Österreich stehe mit der Diskussion in dieser Härte im übrigen europaweit auch recht alleine da, denn: "Alle wissenschaftlichen Ergebnisse der vergangenen Jahre zeigen, dass eine strikte Ein-Sprachen-Politik zu Ausgrenzung und Sprachlosigkeit führt". Bei den Lehrern sei dieses Wissen auch großteils schon angekommen: Sie würden die Muttersprachen der Schüler einbeziehen und etwa in mehreren Sprachen grüßen oder in "Sprachateliers" das Lernen der verschiedenen Sprachen ermöglichen. Mit Vorgaben zu einer Deutschpflicht würden die Schulbehörden die Lehrer allerdings verunsichern.

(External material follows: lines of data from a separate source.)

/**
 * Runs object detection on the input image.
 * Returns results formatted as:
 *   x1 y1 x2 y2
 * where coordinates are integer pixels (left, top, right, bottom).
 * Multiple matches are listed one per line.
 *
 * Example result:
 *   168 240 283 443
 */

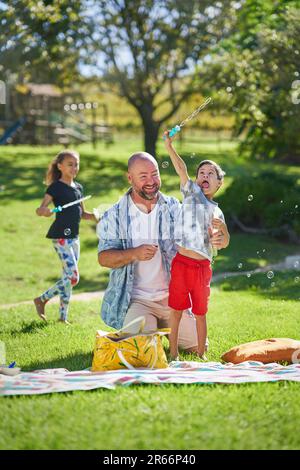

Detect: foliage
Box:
88 0 230 154
219 171 300 241
0 0 88 85
202 0 300 162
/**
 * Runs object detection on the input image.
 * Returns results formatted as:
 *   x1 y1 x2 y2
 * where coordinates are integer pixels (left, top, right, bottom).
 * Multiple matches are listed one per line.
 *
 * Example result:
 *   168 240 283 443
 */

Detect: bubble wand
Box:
51 196 92 212
163 97 211 140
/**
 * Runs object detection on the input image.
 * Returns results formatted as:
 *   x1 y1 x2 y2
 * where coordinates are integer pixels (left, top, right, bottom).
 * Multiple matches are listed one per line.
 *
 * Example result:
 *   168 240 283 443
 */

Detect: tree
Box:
0 0 88 85
200 0 300 162
90 0 231 155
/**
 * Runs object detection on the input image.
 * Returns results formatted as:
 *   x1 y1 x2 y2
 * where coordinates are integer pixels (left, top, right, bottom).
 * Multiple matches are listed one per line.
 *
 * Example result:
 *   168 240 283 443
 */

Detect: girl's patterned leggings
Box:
40 238 80 320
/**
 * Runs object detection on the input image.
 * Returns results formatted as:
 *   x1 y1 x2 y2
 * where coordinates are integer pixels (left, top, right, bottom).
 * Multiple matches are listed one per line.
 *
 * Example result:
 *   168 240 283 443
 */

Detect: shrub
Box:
219 172 300 242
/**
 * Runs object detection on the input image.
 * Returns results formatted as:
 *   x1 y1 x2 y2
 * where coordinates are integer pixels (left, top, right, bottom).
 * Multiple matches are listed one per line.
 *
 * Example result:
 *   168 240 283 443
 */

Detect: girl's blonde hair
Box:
45 150 79 186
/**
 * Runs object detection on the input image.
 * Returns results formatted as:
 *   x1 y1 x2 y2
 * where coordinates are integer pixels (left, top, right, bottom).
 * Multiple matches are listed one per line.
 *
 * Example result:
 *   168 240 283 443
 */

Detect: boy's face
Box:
196 163 223 199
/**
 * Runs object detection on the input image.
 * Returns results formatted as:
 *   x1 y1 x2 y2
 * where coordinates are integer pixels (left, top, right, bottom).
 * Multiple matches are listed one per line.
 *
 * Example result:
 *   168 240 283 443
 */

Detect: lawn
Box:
0 137 300 450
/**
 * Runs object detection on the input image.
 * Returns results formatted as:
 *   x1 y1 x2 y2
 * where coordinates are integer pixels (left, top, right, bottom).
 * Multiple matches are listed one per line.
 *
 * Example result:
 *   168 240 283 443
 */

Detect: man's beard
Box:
134 184 159 201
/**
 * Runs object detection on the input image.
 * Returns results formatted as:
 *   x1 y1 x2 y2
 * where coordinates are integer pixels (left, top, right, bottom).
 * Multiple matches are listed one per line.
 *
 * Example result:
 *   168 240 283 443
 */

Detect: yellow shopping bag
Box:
92 317 171 372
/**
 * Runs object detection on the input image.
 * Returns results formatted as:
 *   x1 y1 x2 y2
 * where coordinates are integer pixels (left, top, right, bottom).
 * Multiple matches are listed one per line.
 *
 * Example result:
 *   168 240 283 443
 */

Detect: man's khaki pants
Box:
124 298 198 350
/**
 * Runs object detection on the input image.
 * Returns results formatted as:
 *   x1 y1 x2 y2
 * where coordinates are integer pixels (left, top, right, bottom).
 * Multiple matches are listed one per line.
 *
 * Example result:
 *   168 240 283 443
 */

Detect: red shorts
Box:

Dass sich andere Schüler ausgegrenzt fühlen könnten, wenn Kinder und Jugendliche mit Migrationshintergrund sich untereinander in ihrer Muttersprache unterhalten, ist für sie auch kein Argument, denn: "Ausgrenzung findet statt. Aber dann muss ich in der Schule die Frage verhandeln, wie man miteinander umgehen soll, denn ausgrenzen kann man auch auf Deutsch."

Dazu komme, dass die Deutschpflicht sich nicht gegen die Verwendung von gesellschaftlich angesehenen Fremdsprachen wie Englisch oder Französisch richte, sondern nur gegen das, was sie "Armutsmehrsprachigkeit" nennt. "Mit dem Blick auf die Sprache erkennt man auch die Machtverhältnisse einer Gesellschaft sehr gut. Wenn man diese aufrechterhält, werden die Kosten aber sehr hoch sein."

Grüne finden Entwurf "überflüssig"

Als "überflüssig, weil selbstverständlich" haben Oberösterreichs Grüne den Textentwurf des Landesschulrates zu der von der schwarz-blauen Landesregierung geforderten Deutschpflicht in den Pausen beurteilt. Der Grüne Klubobmann und Bildungssprecher, Gottfried Hirz, meinte in einer Aussendung, dazu sei nur eines zu sagen: "No na net". Der Hausordnungstext sei nicht mehr als "eine unverbindliche, gerade noch machbare Magervariante, die ohnehin den Status quo beschreibt".